Through state-of-the-art luminescence dating and isotope analyses, desert sediments can unlock the secrets of thousands of years’ of environmental change, generating detailed climate, vegetation and hydrological histories. However, as well as digging deep into the Kalahari’s landscape, this latest research project looks at the human artefacts found on the surface too.

Previous work by Dr Sallie Burrough and Professor David Thomas revealed an abundance of archaeological treasures — thousands of waste flakes and fragments of hunting tools used by our Stone Age ancestors — spread over hundreds of kilometres of dry lake floor. Until now, no one has explored the relevance of these relics: how the tools got there, why they are on the ancient lake floor, and how humans fit in to this puzzle of environmental change in the region?

The central African desert region has some fascinating stories to tell

In the field for several weeks each year, an Oxford-led interdisciplinary team explores these questions.
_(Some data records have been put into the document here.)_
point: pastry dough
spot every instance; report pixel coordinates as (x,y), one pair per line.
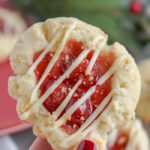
(51,37)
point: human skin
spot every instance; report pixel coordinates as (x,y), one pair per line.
(39,144)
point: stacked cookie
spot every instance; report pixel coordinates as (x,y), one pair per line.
(71,85)
(12,25)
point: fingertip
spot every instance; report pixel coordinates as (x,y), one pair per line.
(39,144)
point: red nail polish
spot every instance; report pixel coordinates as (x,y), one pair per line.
(87,145)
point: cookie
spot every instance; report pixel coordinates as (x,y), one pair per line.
(70,84)
(131,137)
(11,26)
(142,109)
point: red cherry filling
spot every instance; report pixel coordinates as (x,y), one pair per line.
(70,53)
(121,141)
(87,145)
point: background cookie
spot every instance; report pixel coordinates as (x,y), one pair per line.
(118,86)
(12,25)
(142,109)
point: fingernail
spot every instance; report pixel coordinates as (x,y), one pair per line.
(87,145)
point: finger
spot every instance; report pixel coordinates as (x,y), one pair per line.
(39,144)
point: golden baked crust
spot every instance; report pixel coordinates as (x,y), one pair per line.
(126,82)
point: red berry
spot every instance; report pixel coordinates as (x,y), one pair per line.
(136,8)
(87,145)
They take ‘cores’ of the ancient lake mud, and map and sample landforms and sediments. Archaeologists Dr Sigrid Staurset (SoGE), Dr Sheila Coulson (Oslo), Dr Sarah Mothulatshipi and students from Botswana painstakingly log and collect the artefact scatters. These fragments of ‘silcrete lithics’ help build a picture of how early humans used and moved around individual sites.

“Silcrete is perfect for tool-making,” Thomas explains. “It breaks with a glassy sharp-edge, and it is a natural resource of deserts. What is more, each source-area patch of desert silcrete has its own unique geochemistry, inherited from the local water and parent sediments.”
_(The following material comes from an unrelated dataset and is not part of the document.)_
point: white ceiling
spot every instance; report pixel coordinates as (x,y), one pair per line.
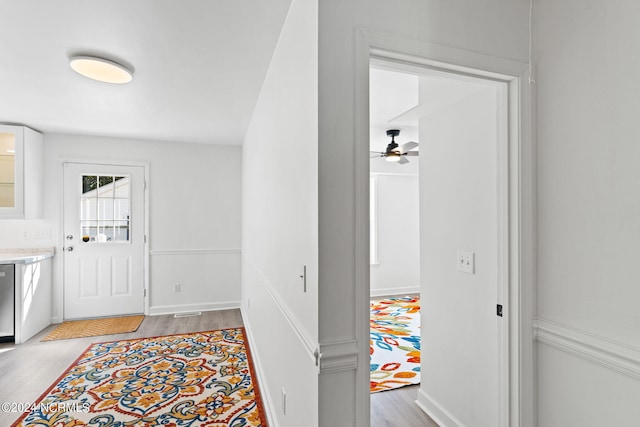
(398,100)
(199,66)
The University of Oxford’s Quaternary Scientists Professor David Thomas (left) and Dr Sallie Burrough discuss a sediment pit (© David Nash, University of Brighton)

As part of the project, Professor David Nash (Brighton) has been expanding a Kalahari “silcrete geochemistry database”. This means the team can now effectively “ finger print” the basin’s stone tools, to see where materials were sourced, adding to the picture of early human mobility in Africa. “Our findings suggest a complex ancestral use of the region, dispelling the idea that early humans only used deserts when they were really wet in the past,” explains Thomas.

The region’s “hidden history” can help unravel complex relations between people, environment and mobility — factors that underpinned Homo sapiens’ ability to eventually colonise the whole globe. “This desert holds the promise of key answers to big questions surrounding human origins. It is now important that we put this neglected part of Africa on the map by making it a world heritage site,” says Professor David Thomas.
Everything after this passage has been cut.